Radykalne obniżenie wynagrodzeń dla członków rad nadzorczych miejskich spółek sposobem na poprawę finansów Kielc? Interpelację w tej sprawie do prezydenta Bogdana Wenty złożył przewodniczący rady miasta Kamil Suchański.
Zdaniem radnego takie rozwiązanie może wygenerować w miejskiej kasie oszczędności w wysokości ponad 200 tys. zł rocznie. Kamil Suchański proponuje, aby wynagrodzenie członków rad nadzorczych w miejskich spółkach wynosiło od 500 do 1000 zł brutto.

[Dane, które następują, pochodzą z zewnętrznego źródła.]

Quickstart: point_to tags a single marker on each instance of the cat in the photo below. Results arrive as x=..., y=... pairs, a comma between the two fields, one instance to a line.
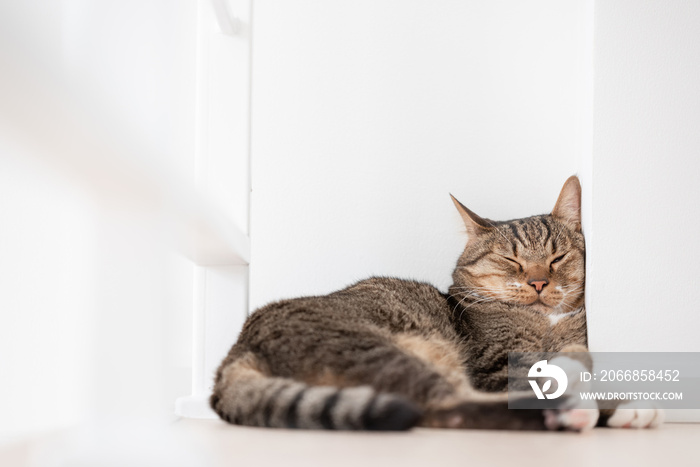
x=391, y=354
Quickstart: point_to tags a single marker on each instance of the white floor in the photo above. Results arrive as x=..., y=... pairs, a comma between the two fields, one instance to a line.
x=216, y=444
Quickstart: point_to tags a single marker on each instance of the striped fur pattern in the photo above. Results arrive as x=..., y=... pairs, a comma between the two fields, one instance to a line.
x=389, y=354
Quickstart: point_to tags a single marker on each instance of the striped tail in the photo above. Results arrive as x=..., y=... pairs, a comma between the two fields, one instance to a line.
x=243, y=395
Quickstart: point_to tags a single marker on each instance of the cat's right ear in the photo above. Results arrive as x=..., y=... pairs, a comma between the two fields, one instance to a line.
x=475, y=225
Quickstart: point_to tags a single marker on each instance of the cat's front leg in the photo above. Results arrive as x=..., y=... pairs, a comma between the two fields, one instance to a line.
x=626, y=415
x=576, y=412
x=632, y=415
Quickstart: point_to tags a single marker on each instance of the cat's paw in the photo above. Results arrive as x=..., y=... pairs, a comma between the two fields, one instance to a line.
x=636, y=415
x=575, y=414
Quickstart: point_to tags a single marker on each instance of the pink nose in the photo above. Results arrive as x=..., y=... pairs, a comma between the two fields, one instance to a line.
x=538, y=285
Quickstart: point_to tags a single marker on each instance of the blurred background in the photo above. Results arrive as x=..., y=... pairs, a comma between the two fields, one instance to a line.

– W przypadku np. Targów Kielce byłaby to dosyć znaczna obniżka, gdzie przewodniczący rady nadzorczej zarabia ok. 5,4 tys. zł brutto miesięcznie. Po zmianach to wynagrodzenie wynosiło by 1000 zł. W pozostałych spółkach miasta członkowie rad nadzorczych miesięcznie zarabiali by od 500 do 1000 zł – dodaje.
Kamil Suchański podkreśla, że w przypadku miejskich spółek, rady nadzorcze nie kreują ich polityki, za którą w dużej mierze odpowiadają prezydent i jego służby. Zdaniem przewodniczącego rady miasta zatrzymanie pieniędzy w spółkach poprawi ich stan finansowy, a to przełoży się na możliwość uzyskania przez miasto wyższej dywidendy.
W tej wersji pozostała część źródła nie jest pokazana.